Why you’ll have trouble finding D&O insurance for clients using blockchain

By Jason Contant | August 23, 2018 | Last updated on October 30, 2024
2 min read

Brokers looking to place directors and officers (D&O) insurance coverage for clients involved with blockchain or digital assets will not have an easy time finding the coverage, since there is a limited underwriting appetite for it.

“It’s definitely feasible, and we’ve had great success in placing D&O coverage for our clients who are operating in the blockchain or digital asset world,” Sarah Downey, senior vice president of Marsh’s FINPRO (financial and professional liability) practice, said during a webinar last week. Blockchain is a record of digital events that is “distributed” or shared between many different parties; it can only be updated by consensus of a majority of the participants in the system.

Underwriting D&O coverage for clients working in this space is limited due to several factors, Downey said.

  • Blockchain companies are new, meaning they have a limited financial and claims history. Consequently, there may not be enough data for underwriters to determine claim history and true risk exposure.
  • A constantly evolving regulatory environment.
  • Negative press about companies acting in the blockchain space in an “unsavoury” way.

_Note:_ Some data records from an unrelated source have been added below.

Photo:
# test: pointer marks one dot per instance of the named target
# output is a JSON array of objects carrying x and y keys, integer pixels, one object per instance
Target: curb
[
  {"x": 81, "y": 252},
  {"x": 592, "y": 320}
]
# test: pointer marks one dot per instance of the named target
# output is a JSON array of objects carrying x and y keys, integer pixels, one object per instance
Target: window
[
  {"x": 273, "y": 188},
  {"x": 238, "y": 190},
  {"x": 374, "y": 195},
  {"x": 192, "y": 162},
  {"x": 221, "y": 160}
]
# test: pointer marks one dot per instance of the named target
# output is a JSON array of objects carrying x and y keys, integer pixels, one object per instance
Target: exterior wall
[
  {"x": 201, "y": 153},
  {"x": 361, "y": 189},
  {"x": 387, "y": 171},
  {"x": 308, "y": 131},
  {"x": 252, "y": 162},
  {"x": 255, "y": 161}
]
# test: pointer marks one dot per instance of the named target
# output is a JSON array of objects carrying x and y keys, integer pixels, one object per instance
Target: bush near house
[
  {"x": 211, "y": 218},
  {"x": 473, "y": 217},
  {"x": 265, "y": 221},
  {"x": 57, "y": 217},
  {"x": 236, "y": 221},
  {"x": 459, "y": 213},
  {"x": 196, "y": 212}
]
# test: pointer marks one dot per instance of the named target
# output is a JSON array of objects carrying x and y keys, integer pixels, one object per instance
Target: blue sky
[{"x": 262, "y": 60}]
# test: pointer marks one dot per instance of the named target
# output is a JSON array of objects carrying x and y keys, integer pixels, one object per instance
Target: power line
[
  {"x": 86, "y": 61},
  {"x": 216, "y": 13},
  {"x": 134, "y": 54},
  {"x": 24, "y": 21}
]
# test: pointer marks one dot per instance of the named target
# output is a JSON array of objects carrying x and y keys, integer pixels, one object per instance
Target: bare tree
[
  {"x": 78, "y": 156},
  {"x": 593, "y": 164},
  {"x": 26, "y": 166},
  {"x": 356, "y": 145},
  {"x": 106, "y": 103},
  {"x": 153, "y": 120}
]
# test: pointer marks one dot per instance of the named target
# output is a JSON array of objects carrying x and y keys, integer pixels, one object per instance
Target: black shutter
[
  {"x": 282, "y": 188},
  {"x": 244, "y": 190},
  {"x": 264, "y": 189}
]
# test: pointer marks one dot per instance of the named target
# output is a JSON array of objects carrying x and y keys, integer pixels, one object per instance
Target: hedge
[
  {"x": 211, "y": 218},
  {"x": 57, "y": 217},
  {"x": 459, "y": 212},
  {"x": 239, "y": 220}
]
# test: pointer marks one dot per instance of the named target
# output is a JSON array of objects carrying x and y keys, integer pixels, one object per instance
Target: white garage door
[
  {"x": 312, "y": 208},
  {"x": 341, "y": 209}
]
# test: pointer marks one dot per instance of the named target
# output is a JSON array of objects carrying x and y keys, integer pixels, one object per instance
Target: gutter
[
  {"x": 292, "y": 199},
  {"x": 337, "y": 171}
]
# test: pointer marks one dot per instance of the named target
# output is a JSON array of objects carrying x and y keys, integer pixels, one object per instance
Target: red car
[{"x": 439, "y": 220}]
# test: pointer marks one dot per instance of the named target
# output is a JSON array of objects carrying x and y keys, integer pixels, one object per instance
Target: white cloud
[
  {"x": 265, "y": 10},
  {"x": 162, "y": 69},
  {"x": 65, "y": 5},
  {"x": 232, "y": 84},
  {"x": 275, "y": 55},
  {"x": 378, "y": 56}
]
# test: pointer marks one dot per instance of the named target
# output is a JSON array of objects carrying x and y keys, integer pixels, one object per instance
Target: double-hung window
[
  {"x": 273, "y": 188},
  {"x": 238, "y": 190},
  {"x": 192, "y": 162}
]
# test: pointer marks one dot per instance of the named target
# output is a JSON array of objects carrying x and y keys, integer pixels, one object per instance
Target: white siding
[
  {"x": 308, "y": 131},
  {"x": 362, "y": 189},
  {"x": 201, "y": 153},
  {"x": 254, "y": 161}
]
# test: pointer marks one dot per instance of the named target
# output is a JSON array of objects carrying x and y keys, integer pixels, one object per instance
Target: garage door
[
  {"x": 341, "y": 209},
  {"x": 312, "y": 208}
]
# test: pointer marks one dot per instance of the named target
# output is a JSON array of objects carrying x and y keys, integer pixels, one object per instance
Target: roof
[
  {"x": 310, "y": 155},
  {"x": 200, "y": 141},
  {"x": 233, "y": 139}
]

“While the negative press about a handful of companies makes for some really interesting reading, it definitely doesn’t help make insurers more comfortable in this space,” Downey said. “I think it also raises concerns about an insurance company’s reputation being harmed by being tied to one of these poorer risks.”

Underwriting appetite for fidelity coverage (financial crimes) is limited for a similar reason as for D&O insurance. For brokers looking to place fidelity coverage for blockchain clients, Downey makes the following suggestions:

  • Expanding the coverage to theft by third parties, as opposed to theft just by employees.
  • Carefully review the definition of property to ensure digital assets are covered.
  • Whether the coverage extends to hot (online) or cold (offline) storage, or both. (It’s more difficult, generally speaking, to obtain coverage for hot storage.)
  • How the policy determines the evaluation of digital assets that might have been stolen.

Cyber insurance is another coverage that presents a challenge. Another webinar speaker, Christopher Liu, head of financial institutions (cyber) at AIG, noted that “the only way to steal digital assets is digitally.” While cyber coverage works for particular situations and different permutations, “to use it within the cryptocurrency space is particularly challenging,” Liu said.

But there is a way to advise clients on different policies that could apply to blockchain. Consider a situation in which a handful of keys are lost through a hacking event. Cyber insurance could be used for forensic investigation, and public relations and legal costs. Fidelity would cover the actual value of the missing property or lost assets. Then, an errors and omissions (or professional services) policy would cover liability brought by customers whose assets have been lost.

“You really can have each of these policies working in conjunction and then also providing collaborative or complementary coverage, as well as some overlapping coverage,” Liu said.